1. "The glory of putting forth the first English Bible in
print was reserved for Miles Coverdale," (fn. 3) who in 1535 published
a "special translation," in 1548–9 preached before the Company
(receiving 6s. 8d. (fn. 4) for his sermon), and in the decline of his life
was a tenant of one of their houses in St. Benet's Fink. (fn. 5)
"Sunday, the last day of January 1567.
"First at this day the Master and Wardens, at the humble
request of Mr. Myles Coverdale, professor of holy divinity,
have granted license unto Edward Babbington, gentleman, to
transport unto the said Mr. Miles Coverdale, all that his right,
interest and term of years, which he hath or ought to have to
and in one tenement with the appurtenances situate lying and
being in the parish of St. Benit Fink, within the ward of
Broad Street of London, wherein Richard Mynsterley late
dwelled, as well by virtue of a lease thereof made to the said
Rychard Minsterley by Mr. Thomas Acworth, the late Master
of this mystery, and his Wardens as otherwise. So that he
the said Myles do from henceforth yield and pay unto the foresaid Master and Wardens, and to their successors yearly, during
the residue of the said term of years yet to come mentioned in
the said Indenture of Lease in and by all things according as
the said Richard Minsterley was bound to do by virtue of the
said Indenture of Lease."
2. In 1560 he also assisted, with other refugees at Geneva,
in forming a new translation—dividing the Bible into verses;
and in 1568 another edition, called the Bishop's or Parker's
Bible, was put forth for the use of parish churches.

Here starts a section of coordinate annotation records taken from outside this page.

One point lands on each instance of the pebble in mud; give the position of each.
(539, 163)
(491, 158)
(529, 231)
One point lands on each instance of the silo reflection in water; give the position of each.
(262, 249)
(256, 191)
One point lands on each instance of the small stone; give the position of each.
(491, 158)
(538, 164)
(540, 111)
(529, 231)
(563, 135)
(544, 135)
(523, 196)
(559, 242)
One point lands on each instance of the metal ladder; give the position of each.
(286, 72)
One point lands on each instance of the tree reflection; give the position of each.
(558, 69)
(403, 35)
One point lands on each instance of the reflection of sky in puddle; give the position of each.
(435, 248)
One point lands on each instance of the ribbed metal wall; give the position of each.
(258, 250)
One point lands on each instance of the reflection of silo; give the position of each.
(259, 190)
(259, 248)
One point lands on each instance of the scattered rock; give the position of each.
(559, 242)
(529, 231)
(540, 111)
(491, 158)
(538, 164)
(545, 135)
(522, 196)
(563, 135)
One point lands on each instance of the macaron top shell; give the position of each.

3. This Bible was ordered to be placed in the Hall by this
Court Minute:—"The Master and Wardens decree that a Bible
of the new form, lately printed by Christopher Barker, the
Queen Majesty's printer, shall be bought and set up in their
Common Hall, in some convenient place for such as resort unto
the said Hall, may occupy themselves at Court days while they
attend for the hearing of their cause."—[30th October 1578.]

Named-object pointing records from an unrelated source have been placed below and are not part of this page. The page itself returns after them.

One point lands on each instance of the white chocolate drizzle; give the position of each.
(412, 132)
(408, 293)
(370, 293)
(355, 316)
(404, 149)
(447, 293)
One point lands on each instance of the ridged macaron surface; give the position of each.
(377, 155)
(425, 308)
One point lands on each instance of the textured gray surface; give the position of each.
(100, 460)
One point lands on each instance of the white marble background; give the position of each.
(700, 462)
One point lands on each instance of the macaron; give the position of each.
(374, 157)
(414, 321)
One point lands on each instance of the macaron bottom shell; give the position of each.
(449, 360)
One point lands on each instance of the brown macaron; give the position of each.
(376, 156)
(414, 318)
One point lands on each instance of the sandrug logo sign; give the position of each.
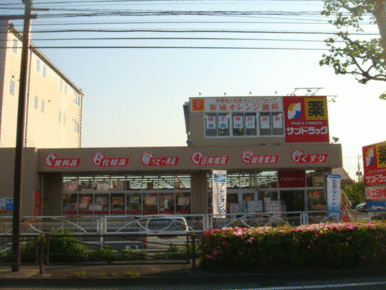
(198, 158)
(298, 156)
(99, 160)
(51, 160)
(249, 157)
(148, 159)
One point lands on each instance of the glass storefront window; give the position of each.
(166, 203)
(70, 183)
(117, 202)
(134, 203)
(117, 183)
(150, 203)
(70, 203)
(183, 202)
(85, 205)
(101, 205)
(102, 183)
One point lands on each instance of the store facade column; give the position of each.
(199, 195)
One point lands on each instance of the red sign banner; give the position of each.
(249, 157)
(306, 119)
(298, 156)
(374, 164)
(148, 159)
(291, 178)
(99, 160)
(376, 192)
(51, 160)
(198, 158)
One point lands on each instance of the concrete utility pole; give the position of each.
(19, 138)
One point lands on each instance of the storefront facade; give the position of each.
(272, 165)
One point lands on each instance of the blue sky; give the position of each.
(134, 96)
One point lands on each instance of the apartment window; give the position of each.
(12, 87)
(36, 102)
(14, 46)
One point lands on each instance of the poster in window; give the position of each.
(278, 121)
(102, 185)
(151, 200)
(250, 122)
(210, 122)
(237, 122)
(264, 122)
(223, 122)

4. In consequence of objections raised to the Bishop's Bible
at a conference of Divines at Hampton Court, a new translation
was agreed upon, in which Bishop Andrews, and other divines,
some of whom had been educated in the Company's School,
were engaged. This was printed in 1611, and in process of
time supplanted the older edition; for in the Mastership of
Mr. Edward Cotton in 1627, it was purchased for the Company,
as this entry proves:—
"Item paid Mr. Churchman, wch hee laid out for a Bible to
stand in the Hall, the summe of 39s."
5. The Bible was not destroyed by the fire in 1666, but is
still in the possession of the Company. It was rebound in the
Mastership of Mr. Foster White, and bears the marks of the
chain which attached it to the lecturn.